Answer to Question #173599 in Statistics and Probability for ANJU JAYACHANDRAN

In this question it is important to test both the null and alternative hypothesis.

$H_o​\::μ=5.11\:kg/mm^2$

$H_1​\::μ \neq 5.11\:kg/mm^2$

This is a two-tailed test in which the sample standard deviation would be used in a t-test with one mean with unknown population standard deviation. This is a two-tailed test in which the sample standard deviation would be used in a t-test with one mean with unknown population standard deviation.

The significance level is based on the information given as $α=0.05$ and $df=n−1=30−1=29\:\:$degrees of freedom.

Two-tailed test $t_c$ critical value is $2.04523.$

Region of rejection of this two-tailed test is $R={t:∣t∣>2.04523}$

$t$ - statistic is computed as follows:

$t=\frac{\overline{x}-\mu }{\frac{s}{\sqrt{n}}}=\frac{8.12−5.11}{\frac{2.0}{\sqrt{30}}}=8.24322\approx 8.243$

Therefore, it is inferred that $\:|t|=8.24322>2.04523=|t_c|,$ hence a conclusion that the null hypothesis is rejected.

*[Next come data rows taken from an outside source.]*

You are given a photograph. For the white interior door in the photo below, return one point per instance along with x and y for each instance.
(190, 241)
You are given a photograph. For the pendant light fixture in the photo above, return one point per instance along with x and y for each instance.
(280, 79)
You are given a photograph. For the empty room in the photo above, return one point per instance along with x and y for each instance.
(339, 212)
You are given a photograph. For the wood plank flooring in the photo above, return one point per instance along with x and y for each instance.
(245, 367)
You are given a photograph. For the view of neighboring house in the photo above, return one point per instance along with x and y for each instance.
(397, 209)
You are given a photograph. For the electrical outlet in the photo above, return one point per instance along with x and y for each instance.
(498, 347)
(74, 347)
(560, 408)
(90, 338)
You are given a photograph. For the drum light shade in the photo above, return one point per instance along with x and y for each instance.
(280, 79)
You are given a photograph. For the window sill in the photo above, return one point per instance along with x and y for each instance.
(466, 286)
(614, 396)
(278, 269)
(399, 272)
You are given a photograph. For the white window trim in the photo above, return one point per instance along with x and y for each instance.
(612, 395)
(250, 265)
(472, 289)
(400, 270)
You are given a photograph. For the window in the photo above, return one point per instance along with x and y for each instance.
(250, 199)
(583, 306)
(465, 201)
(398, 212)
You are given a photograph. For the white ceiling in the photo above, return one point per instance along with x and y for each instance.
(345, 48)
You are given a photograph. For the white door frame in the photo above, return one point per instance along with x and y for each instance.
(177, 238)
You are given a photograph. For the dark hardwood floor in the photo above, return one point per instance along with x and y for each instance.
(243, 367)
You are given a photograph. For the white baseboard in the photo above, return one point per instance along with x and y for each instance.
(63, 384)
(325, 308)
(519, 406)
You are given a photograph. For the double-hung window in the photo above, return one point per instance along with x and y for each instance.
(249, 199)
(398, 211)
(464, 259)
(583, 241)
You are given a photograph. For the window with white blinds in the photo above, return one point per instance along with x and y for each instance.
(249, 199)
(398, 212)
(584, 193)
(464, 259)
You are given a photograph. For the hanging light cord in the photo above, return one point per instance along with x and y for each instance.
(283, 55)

There is a concrete proof to claim that the population mean $\mu$  is different than $5.11,$ at the $\alpha=0.05$ significance level.

By utilizing the P value strategy, the significance level for the p-value for two-tailed is:

$\alpha=0.05, t=8.24322$ and $df=29$ degrees of freedom is $p<0.00001,$

and since p<0.00001<0.05=α it is concluded that the null hypothesis is rejected.

As a result, there is sufficient evidence to conclude that the population mean $\mu$ is distinct from  $5.11,$ at the $\alpha=0.05$ significance level.